Shortlisted for the 2015 Christian Gauss Award
By David Partenheimer
Are Shakespeare’s sonnets individual poems, thematic clustered groups, or an ordered sequence of ideas? Neil Rudenstine takes the less popular view among Shakespearean scholars that the sonnets are “ideas of order,” specifically a coherent narrative of Shakespeare’s personal life and intellectual development. Whether or not one accepts his premise of an inner order to the sonnets, his orderly analysis of the sonnets is worth the price of the book.
Rudenstine’s main argument is that the sonnets “gain in meaning” when they are read in context. His close reading of the well-known Sonnet 18 (“Shall I compare thee to a summer’s day?”) serves as his point of departure for a holistic reading of all the sonnets. On its own, Sonnet 18 makes for a fine greeting card on Valentine’s Day, an anniversary, or any other occasion for expressing love because the language is sufficiently general to include most any application. However, Sonnet 18 allows the poet to show off his poetic skills in order to impress a male friend for his patronage. From this perspective, the poem is less about love than about flattery for self-advantage. A sentimental reader may not like this cynical possibility, but one may have it both ways and lose nothing in the bargain.

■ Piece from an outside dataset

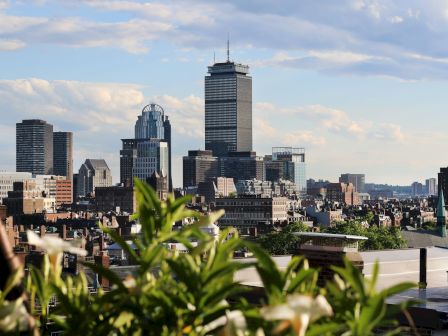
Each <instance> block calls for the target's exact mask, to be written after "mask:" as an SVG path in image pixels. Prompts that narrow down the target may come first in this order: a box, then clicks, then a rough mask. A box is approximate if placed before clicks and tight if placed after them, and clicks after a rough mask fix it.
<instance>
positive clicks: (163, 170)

Rudenstine divides Shakespeare’s progression of ideas into chapters focusing upon clusters with a shared dominant theme, for example “tender churl,” “master-mistress,” “ruined love,” and “past cure.” Even a single chapter serves the reader to better understand a small cluster of the sonnets. In other words, one does not have to read the entire book in order to profit from it. Moreover, Rudenstine makes the sonnets accessible for a first time reader yet interesting for a scholar. In his close readings, Rudenstine lets the sonnets speak for themselves rather than stifling them with faddish theory and jargon. He uses straightforward language, literary terms, and conventional syntax. His explications read like chapters in a novel about the complications of a friendship over time. Rudenstine serves as a third-person (partially-omniscient) narrator while the sonnets become the dramatic monologues of Shakespeare speaking his part. Ideas of Order is a brilliant mixture of prose and poetry.

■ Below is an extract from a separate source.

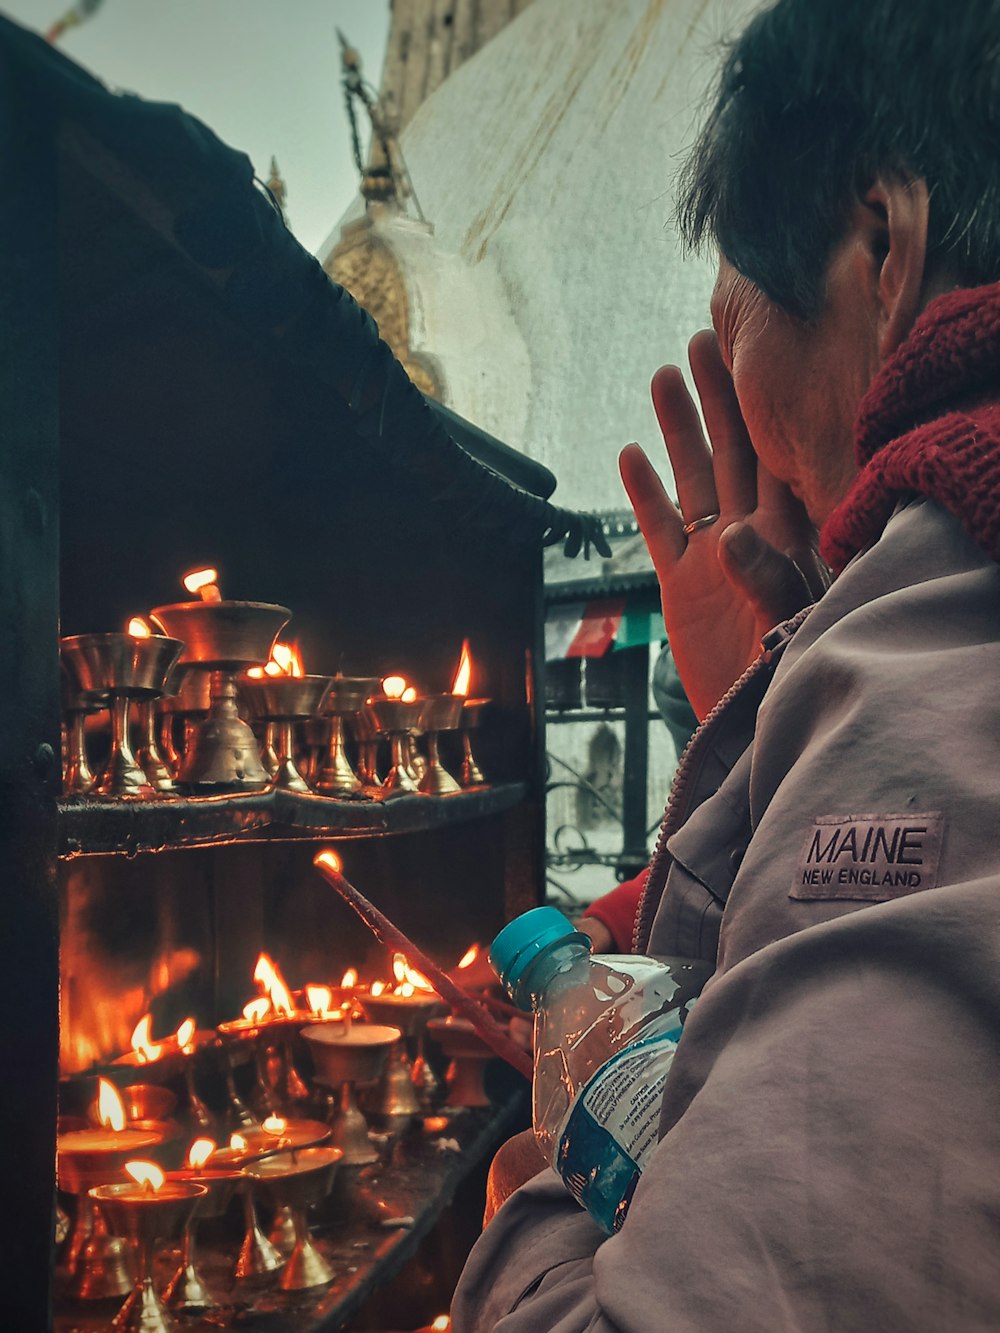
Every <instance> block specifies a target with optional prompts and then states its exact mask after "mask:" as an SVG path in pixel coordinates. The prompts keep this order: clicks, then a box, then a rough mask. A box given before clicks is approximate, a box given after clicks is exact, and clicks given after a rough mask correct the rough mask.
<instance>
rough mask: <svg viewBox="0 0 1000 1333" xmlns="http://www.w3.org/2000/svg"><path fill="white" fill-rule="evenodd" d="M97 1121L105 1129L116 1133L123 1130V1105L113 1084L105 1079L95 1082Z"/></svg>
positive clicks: (124, 1123)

Rudenstine maintains a serious and respectful tone in his narrative of the poet and young man and the vicissitudes of their relationship. After only a few pages, I came to accept the narrative and characterizations as true of the characters in the sonnets if not of Shakespeare as a person. Though the sonnets begin with adolescent love and friendship and develop into jealousy and betrayal like a melodramatic love story, over time the poet becomes thoughtful and introspective. He becomes a mature man who realizes the effects of time upon the body, friendship, and love. Not even poetry can entirely protect the friend against time. Shakespeare’s sonnet sequence suggests a tragic view that after all the trials and tribulations of love, it is hardly worth it. After reading Ideas of Order, I understand much better how Shakespeare was capable of representing such realistic and complex characters in his plays – he mainly had to look inside himself.
David Partenheimer (ΦBK, University of Utah, 1971) is a professor of English at Truman State University and a resident member of the Delta of Missouri chapter of Phi Beta Kappa.